El ser humano en su devenir natural y en su desenvolvimiento cultural, ha ido creando una serie de normas que le permita ir dibujando, creando, conformando un tipo de comportamiento tendente a vivir en armonía con sus congéneres, en paz y seguridad.

Es lamentable, sin embargo, que su naturaleza en el sentido del concepto de propiedad (que lo extiende a múltiples ámbitos), lo incite, lo provoque y lo dirija a actitudes rijosas, forzosas, abusivas, impositivas, bélicas, autoritarias, absolutistas y autocráticas, en su caso.
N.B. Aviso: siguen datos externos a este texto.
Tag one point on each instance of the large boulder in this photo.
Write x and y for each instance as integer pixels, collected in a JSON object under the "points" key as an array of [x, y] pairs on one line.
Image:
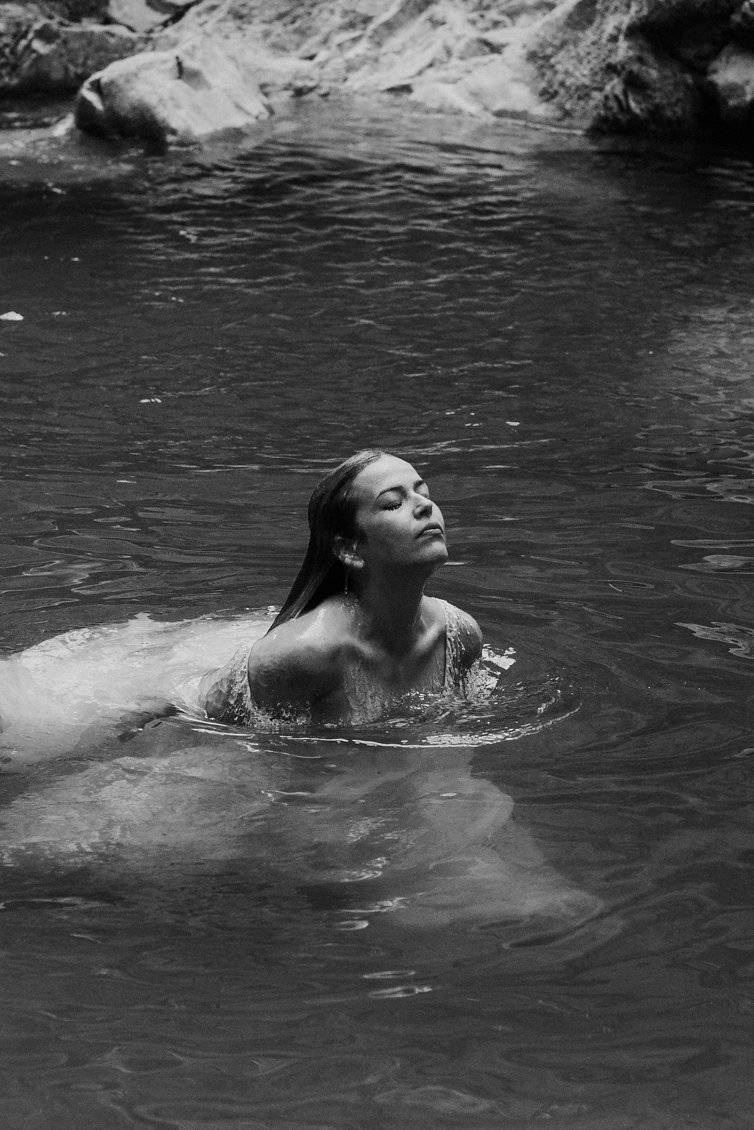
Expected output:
{"points": [[46, 54], [172, 96], [632, 66]]}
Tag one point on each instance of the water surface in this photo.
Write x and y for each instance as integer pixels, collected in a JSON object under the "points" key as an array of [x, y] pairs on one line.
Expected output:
{"points": [[204, 928]]}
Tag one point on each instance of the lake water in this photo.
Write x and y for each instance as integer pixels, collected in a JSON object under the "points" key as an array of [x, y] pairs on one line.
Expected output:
{"points": [[534, 912]]}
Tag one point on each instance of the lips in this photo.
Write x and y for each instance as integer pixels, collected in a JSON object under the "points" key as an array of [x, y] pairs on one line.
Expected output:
{"points": [[430, 529]]}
Conociendo el denominador común de estas conductas es que  reiteramos la idea de que la confección de normas de diferente jaez para menguar y tratar de resolver lo conducente, es y ha sido tarea de la humanidad desde tiempos inmemoriales, pero concomitantemente a ello es indispensable contar con un elemento substante de gran peso específico que es la voluntad humana, obviamente,  para el efecto de darle cabida y cauce a otro elemento fundamental que es la tolerancia, sí la tolerancia, entendiendo por ello “.el respeto a la libertad de los demás, a sus formas de pensar, de actuar, o sus opiniones políticas o religiosas”, nos dice el diccionario, pero lo mas execrable que se da en la implementación de esta virtud humana es la intolerancia, entendida como la falta de tolerancia a los conceptos anteriormente vertidos.
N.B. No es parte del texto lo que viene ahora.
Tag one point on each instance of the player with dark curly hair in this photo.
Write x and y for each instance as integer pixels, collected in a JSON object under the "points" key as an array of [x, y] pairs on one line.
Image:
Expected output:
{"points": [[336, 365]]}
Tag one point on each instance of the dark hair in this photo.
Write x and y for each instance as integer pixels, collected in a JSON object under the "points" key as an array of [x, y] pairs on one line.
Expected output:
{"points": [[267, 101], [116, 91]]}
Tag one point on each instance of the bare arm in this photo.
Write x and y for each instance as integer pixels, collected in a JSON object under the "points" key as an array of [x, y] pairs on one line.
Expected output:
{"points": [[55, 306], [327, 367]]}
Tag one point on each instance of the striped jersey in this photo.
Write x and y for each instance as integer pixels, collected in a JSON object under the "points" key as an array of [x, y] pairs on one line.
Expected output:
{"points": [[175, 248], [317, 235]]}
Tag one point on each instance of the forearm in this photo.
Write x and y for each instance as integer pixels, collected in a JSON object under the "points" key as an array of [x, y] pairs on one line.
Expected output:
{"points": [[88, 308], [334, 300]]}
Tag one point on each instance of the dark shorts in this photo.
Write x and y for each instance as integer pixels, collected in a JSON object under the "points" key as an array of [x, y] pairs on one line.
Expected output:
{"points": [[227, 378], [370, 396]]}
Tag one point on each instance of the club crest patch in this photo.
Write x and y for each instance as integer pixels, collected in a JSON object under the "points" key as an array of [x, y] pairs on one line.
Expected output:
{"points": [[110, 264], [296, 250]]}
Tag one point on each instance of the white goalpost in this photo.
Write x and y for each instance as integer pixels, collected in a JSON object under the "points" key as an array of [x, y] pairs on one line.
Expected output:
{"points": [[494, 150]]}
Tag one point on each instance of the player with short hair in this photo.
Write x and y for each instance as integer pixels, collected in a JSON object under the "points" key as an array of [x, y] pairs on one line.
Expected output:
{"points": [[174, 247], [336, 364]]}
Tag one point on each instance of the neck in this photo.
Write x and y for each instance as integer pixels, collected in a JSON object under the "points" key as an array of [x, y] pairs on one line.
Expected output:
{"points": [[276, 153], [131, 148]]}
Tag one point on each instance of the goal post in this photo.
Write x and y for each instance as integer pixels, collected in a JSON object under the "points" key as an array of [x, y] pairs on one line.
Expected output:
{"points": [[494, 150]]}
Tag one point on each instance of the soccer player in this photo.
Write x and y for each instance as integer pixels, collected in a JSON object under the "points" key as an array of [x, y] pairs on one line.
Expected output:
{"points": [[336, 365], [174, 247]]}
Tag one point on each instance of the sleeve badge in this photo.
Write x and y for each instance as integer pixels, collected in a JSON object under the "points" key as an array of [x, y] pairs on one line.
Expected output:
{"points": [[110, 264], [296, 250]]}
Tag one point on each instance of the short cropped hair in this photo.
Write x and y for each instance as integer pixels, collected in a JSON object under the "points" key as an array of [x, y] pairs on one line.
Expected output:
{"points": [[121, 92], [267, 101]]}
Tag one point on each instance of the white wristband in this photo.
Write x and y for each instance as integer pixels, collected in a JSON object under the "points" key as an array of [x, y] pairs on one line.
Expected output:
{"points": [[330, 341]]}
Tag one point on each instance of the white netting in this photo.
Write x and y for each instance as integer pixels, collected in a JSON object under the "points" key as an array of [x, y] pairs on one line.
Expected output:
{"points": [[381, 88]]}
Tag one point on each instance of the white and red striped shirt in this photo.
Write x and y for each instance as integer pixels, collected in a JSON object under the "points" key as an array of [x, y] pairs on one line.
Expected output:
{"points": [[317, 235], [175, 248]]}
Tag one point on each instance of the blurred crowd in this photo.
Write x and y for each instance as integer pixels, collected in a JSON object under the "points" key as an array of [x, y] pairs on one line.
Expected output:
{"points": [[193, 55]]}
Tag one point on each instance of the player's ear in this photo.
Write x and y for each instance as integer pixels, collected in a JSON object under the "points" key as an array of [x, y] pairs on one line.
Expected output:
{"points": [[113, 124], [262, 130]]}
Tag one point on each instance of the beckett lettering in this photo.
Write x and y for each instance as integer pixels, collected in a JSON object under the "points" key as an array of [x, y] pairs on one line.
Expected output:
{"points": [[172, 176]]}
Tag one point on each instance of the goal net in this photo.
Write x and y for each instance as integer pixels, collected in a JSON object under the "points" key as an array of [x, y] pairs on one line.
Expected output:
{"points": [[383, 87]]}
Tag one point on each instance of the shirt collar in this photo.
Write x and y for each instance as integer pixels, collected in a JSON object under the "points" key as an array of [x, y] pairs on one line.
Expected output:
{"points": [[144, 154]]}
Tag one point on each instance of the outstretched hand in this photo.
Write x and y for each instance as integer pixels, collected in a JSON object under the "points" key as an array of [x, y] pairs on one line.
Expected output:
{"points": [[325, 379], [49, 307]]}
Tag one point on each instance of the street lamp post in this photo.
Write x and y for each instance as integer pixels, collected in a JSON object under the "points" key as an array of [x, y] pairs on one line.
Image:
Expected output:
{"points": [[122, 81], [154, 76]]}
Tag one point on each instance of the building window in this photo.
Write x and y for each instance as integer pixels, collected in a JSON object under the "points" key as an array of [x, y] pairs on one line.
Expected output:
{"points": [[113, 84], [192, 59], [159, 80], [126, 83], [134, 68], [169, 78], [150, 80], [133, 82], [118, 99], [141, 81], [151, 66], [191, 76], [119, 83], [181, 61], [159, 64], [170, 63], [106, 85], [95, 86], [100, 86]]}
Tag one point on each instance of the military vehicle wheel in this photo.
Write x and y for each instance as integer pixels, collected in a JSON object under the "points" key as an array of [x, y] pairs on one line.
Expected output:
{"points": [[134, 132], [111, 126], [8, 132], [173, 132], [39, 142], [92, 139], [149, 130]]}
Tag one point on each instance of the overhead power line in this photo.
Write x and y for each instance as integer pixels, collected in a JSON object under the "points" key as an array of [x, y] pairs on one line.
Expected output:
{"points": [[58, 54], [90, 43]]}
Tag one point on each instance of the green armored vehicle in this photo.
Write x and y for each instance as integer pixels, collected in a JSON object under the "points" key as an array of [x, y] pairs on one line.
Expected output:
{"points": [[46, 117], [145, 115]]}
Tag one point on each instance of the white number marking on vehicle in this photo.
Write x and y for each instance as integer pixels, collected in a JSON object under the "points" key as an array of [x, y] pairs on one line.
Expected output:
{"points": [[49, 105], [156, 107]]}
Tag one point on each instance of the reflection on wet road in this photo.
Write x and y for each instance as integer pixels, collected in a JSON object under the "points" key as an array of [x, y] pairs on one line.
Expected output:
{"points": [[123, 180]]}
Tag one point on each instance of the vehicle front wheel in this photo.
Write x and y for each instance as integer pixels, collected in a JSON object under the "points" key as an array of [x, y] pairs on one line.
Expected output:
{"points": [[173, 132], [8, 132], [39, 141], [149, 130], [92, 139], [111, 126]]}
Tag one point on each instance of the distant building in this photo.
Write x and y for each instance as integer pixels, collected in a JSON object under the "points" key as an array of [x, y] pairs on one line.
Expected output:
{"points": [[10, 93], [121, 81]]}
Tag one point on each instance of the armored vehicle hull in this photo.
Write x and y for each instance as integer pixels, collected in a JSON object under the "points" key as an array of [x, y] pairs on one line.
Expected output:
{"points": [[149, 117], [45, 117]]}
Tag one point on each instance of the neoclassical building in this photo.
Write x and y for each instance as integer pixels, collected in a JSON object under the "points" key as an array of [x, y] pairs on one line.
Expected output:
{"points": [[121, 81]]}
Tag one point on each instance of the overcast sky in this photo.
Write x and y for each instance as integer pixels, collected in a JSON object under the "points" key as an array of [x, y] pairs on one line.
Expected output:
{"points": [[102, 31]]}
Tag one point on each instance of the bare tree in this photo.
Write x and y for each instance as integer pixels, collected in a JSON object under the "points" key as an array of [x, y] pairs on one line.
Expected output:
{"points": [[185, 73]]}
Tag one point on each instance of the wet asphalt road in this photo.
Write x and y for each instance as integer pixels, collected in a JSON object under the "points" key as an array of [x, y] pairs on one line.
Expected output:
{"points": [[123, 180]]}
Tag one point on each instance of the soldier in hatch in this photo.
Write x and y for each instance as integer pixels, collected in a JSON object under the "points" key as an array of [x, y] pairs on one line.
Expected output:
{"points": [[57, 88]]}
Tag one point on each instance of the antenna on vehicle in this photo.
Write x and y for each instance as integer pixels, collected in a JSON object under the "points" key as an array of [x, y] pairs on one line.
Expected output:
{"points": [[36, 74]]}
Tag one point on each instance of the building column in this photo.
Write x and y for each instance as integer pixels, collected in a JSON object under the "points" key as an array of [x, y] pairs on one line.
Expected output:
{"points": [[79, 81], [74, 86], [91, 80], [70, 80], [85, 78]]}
Nos encontramos, lamentablemente, con personas intolerantes, que no aceptan el diálogo, que no razonan y, por ende, no argumentan, no exponen razones, sino tozudez, ignorancia, inamovilidad en posturas extremas sin aceptar mediaciones o razones de peso, convincentes y contundentes, no las ven o no las perciben o no las aceptan en sus mentes obnubiladas por la cerrazón, el fanatismo o la simple postura mezquina y egoísta de no dar su brazo a torcer, sin perjuicio de las múltiples causas originadas por una equivocada y pedestre percepción o interpretación en los intentos de comunicación, así como de la animadversión en contra de alguna persona o grupo de personas, que las superan en diferentes elementos y que dada su pequeñez no les permite entenderlo, comprenderlo, explicarlo y, en su caso, justificarlo, usando, en su caso la diatriba, la injuria , la descalificación y lo mas grave, la violencia, último reducto de la insensatez y la obsecación.

No debemos ser intolerantes. Tengamos la mente y la mano abiertas para todas y para todos nuestros congéneres. O usted, tolerante lector, ¿Qué opina?